Recently I came across an amazing article on negotiating valuation with investors. I observe that most of the time founders face this problem while negotiating valuation numbers for their startups. So, I am sharing some tips from that article -
Resource: Google Images
Strategic Pricing in Negotiations:
The initial price you propose during negotiations, whether you're a buyer or seller, carries significant weight. It can establish the framework for the entire discussion. Hence, it's crucial to approach this step with a clear understanding of your startup's true value. Setting the bar too low might lead to undervaluing your business while starting too high could create resistance and hinder productive negotiations.
Leveraging Alternatives for Negotiation:
The presence of alternative investors or funding sources provides a powerful bargaining chip when negotiating your startup's valuation. This competitive advantage allows you to explore multiple options, compare offers, and ultimately secure the most favourable terms for your business. However, it's essential to have these alternatives in place before the negotiation process begins to maximize their effectiveness.

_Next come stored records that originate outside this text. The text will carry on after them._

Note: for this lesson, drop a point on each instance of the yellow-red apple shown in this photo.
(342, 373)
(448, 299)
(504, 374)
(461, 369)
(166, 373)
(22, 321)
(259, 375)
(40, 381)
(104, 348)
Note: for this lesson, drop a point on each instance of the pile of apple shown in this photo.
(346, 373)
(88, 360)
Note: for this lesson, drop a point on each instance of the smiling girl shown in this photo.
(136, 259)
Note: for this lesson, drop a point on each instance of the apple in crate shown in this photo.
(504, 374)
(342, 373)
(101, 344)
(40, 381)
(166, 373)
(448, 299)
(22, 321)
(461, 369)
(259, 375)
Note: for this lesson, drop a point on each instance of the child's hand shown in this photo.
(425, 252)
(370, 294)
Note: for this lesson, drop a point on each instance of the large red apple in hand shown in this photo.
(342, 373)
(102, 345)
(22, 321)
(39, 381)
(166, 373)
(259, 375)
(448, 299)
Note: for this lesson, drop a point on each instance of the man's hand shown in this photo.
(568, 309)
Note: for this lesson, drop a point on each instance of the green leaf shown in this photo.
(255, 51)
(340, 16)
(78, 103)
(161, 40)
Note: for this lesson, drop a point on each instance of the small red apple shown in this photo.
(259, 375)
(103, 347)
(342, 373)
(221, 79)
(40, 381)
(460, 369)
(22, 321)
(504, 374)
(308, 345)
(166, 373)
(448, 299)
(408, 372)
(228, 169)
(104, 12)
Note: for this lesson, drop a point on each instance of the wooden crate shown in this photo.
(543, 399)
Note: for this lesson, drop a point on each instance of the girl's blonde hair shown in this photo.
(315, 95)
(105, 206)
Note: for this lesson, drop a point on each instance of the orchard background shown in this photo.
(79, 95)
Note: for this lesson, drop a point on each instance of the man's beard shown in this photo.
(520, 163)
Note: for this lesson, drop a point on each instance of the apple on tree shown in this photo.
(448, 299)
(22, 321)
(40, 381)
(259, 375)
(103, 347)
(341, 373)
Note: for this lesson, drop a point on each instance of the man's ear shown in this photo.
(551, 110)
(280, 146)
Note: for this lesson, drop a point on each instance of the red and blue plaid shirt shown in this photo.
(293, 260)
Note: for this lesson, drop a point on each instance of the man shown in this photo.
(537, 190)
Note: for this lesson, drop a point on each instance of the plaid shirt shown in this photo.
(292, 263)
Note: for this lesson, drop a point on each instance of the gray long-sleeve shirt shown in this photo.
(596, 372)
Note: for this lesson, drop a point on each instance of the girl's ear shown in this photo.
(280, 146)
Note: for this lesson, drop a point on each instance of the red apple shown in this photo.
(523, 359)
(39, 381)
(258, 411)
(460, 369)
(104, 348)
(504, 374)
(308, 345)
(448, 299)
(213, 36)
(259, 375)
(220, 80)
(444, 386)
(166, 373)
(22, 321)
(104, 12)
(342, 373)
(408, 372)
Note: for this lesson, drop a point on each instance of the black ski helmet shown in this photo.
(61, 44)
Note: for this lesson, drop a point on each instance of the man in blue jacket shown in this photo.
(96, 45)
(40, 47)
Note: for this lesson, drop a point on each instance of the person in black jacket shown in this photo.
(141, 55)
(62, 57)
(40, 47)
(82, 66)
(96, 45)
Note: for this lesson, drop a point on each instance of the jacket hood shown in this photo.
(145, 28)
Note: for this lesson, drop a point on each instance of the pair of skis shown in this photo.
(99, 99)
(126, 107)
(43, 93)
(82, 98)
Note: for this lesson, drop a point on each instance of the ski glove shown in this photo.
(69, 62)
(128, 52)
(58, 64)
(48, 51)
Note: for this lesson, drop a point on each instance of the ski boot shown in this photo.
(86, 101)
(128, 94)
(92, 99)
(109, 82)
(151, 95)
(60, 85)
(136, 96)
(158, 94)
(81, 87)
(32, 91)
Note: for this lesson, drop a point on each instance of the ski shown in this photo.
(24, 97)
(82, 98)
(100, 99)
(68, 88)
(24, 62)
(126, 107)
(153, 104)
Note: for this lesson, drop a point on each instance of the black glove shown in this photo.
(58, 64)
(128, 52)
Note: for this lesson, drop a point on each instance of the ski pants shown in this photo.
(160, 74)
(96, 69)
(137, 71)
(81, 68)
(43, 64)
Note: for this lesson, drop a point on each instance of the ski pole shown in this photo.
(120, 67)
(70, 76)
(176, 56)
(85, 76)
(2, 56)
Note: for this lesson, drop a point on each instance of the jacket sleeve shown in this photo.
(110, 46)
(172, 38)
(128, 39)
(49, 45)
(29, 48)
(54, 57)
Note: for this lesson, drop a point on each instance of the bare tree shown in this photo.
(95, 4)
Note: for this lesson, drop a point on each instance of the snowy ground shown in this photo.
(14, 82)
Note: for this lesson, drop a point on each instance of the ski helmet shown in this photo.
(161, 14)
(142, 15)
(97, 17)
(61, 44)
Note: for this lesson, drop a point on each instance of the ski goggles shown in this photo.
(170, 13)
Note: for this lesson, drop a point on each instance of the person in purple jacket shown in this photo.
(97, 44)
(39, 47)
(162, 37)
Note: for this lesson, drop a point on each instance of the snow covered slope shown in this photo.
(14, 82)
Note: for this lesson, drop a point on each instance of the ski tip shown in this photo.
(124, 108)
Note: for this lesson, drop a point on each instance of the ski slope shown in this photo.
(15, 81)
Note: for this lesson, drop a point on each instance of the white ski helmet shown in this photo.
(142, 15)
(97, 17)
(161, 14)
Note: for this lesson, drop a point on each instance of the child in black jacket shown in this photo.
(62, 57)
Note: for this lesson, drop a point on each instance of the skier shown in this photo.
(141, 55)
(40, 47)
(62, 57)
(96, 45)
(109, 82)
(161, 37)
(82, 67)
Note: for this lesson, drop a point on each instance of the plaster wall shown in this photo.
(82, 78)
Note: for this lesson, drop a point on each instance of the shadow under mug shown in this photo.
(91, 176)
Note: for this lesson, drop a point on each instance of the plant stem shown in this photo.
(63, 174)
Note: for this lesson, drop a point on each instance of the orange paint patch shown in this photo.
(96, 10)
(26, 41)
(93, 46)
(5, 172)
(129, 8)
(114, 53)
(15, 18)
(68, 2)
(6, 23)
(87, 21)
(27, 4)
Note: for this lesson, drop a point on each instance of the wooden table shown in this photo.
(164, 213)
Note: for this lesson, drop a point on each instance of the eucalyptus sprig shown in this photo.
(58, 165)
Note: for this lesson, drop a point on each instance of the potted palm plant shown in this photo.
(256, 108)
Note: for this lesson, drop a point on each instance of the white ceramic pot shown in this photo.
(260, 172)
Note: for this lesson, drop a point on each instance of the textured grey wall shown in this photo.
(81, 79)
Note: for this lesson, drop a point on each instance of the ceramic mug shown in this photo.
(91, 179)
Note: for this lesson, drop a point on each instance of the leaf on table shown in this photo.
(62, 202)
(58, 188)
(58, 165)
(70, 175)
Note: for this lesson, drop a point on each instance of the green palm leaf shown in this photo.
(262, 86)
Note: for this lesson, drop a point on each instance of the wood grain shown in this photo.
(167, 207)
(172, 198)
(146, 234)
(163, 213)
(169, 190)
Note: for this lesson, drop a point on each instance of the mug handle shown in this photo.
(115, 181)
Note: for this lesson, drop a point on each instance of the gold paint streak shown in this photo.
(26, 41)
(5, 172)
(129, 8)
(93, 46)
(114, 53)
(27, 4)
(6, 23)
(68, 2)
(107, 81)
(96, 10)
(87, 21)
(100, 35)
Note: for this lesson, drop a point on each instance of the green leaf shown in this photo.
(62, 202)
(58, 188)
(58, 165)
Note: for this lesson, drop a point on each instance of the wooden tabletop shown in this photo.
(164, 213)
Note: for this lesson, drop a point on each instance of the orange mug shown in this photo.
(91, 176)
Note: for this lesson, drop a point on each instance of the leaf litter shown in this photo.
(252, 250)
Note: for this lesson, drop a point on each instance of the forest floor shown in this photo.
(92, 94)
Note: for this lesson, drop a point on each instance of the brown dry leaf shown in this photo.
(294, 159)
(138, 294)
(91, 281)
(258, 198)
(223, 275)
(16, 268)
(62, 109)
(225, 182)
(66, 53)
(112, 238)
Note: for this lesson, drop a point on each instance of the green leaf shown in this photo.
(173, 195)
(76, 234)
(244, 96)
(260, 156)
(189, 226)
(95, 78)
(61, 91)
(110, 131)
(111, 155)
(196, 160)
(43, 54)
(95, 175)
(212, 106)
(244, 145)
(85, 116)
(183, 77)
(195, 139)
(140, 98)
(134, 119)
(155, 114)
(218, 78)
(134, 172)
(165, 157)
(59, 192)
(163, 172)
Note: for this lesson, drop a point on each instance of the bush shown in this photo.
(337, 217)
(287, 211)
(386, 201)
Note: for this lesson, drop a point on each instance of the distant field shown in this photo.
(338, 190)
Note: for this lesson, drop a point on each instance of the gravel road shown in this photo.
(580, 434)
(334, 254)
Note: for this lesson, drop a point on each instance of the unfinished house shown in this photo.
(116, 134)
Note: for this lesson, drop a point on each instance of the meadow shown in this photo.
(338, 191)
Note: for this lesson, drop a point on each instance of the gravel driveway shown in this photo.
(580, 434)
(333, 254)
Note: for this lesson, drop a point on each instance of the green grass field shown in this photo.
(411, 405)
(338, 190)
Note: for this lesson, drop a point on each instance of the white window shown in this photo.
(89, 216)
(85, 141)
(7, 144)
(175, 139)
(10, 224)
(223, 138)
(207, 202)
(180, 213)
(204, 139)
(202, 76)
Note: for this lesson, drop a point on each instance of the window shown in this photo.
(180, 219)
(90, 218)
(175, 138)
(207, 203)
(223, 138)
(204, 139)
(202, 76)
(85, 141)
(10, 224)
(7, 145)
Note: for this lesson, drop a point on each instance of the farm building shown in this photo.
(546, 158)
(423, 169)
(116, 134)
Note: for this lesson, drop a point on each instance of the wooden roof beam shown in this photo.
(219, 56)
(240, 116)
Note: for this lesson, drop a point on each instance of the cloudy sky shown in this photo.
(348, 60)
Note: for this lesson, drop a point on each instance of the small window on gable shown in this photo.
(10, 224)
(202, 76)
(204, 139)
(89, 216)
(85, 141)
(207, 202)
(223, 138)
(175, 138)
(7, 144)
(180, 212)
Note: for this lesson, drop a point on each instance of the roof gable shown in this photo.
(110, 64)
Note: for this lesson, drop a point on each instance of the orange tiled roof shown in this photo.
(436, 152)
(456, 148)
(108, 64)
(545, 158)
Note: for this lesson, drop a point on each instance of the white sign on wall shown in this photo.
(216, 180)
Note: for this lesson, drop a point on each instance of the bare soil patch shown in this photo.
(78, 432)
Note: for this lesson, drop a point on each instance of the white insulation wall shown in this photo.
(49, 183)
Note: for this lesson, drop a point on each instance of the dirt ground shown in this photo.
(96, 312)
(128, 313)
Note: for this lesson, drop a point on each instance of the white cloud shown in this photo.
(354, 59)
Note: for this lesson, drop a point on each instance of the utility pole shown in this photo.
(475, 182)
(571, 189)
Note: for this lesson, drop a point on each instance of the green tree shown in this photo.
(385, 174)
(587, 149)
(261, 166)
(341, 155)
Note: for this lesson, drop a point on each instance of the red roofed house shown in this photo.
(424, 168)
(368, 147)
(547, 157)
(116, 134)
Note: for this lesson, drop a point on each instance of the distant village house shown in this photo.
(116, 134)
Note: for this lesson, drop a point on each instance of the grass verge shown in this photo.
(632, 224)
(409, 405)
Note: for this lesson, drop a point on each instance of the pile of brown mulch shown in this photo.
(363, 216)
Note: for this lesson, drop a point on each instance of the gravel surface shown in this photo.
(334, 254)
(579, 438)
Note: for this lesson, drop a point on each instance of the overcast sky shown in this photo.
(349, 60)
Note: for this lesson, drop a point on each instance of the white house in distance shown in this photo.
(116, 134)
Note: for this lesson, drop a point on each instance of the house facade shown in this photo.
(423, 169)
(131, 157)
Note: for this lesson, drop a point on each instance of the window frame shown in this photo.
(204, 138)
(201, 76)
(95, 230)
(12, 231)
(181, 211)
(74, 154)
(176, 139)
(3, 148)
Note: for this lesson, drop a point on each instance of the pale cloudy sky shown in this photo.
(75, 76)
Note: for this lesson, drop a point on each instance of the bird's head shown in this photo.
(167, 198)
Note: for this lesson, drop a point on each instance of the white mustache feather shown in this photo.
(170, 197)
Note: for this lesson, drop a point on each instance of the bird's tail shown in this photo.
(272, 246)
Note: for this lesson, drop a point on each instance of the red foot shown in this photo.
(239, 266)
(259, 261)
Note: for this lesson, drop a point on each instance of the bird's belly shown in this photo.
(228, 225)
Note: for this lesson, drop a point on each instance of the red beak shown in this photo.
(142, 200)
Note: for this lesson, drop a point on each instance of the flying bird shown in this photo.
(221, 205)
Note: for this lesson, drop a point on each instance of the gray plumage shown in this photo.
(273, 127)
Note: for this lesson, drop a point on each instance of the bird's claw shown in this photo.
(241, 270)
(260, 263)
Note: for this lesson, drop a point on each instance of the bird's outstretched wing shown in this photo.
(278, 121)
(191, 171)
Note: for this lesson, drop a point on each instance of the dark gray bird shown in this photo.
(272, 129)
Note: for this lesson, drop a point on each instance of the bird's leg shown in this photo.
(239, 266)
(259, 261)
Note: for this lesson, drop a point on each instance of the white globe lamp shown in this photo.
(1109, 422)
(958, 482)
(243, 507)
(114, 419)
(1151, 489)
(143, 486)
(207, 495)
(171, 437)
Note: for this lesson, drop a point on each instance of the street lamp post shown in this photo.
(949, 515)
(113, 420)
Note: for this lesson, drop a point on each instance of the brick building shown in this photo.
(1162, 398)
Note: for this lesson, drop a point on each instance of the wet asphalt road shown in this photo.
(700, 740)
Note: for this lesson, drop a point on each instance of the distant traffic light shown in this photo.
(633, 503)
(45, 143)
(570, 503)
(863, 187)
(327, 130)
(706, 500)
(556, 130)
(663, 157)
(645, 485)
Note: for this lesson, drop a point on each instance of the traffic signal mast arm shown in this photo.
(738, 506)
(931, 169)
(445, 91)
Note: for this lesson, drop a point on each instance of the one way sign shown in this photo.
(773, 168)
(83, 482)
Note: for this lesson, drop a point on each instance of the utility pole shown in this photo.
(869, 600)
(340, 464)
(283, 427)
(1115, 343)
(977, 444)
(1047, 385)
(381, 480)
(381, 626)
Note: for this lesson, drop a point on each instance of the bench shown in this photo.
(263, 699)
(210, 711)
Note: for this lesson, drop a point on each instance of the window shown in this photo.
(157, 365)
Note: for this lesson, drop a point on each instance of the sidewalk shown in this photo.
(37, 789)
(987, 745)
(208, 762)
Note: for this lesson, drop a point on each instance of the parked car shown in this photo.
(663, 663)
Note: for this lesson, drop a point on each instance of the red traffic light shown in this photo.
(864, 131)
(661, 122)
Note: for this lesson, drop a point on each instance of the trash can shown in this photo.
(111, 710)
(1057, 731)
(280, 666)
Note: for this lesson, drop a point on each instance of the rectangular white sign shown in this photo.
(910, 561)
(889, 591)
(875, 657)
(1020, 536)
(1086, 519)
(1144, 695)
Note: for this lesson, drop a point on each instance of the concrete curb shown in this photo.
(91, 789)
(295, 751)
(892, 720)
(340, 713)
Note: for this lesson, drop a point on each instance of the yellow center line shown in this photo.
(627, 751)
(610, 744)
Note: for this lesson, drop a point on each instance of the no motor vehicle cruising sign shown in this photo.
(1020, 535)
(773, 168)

Valuations' Real Benefits:
Conducting early valuations for your startup offers a multitude of advantages. It precisely assesses your company's assets, enabling informed decisions about insurance coverage and necessary investments. Moreover, it establishes a realistic understanding of your business's market value, particularly valuable if you plan to sell in the future. Eliminating guesswork, valuations showcase growth over time, attracting potential investors and demonstrating your competence in running the business.
In-depth knowledge is Key:
Deep comprehension of your startup's value serves as the cornerstone of successful negotiations. Being well-prepared with a comprehensive understanding not only prevents you from undervaluing your business but also instils confidence in investors or buyers. However, it's essential to remember that while valuation is pivotal, the terms of the investment can significantly impact the overall deal.
Conclusion
Recognizing the worth of your startup is pivotal in negotiation scenarios. Thorough preparation, backed by comprehensive knowledge, equips you to navigate these discussions effectively. Remember that both valuation and investment terms play crucial roles in shaping the outcome of these negotiations.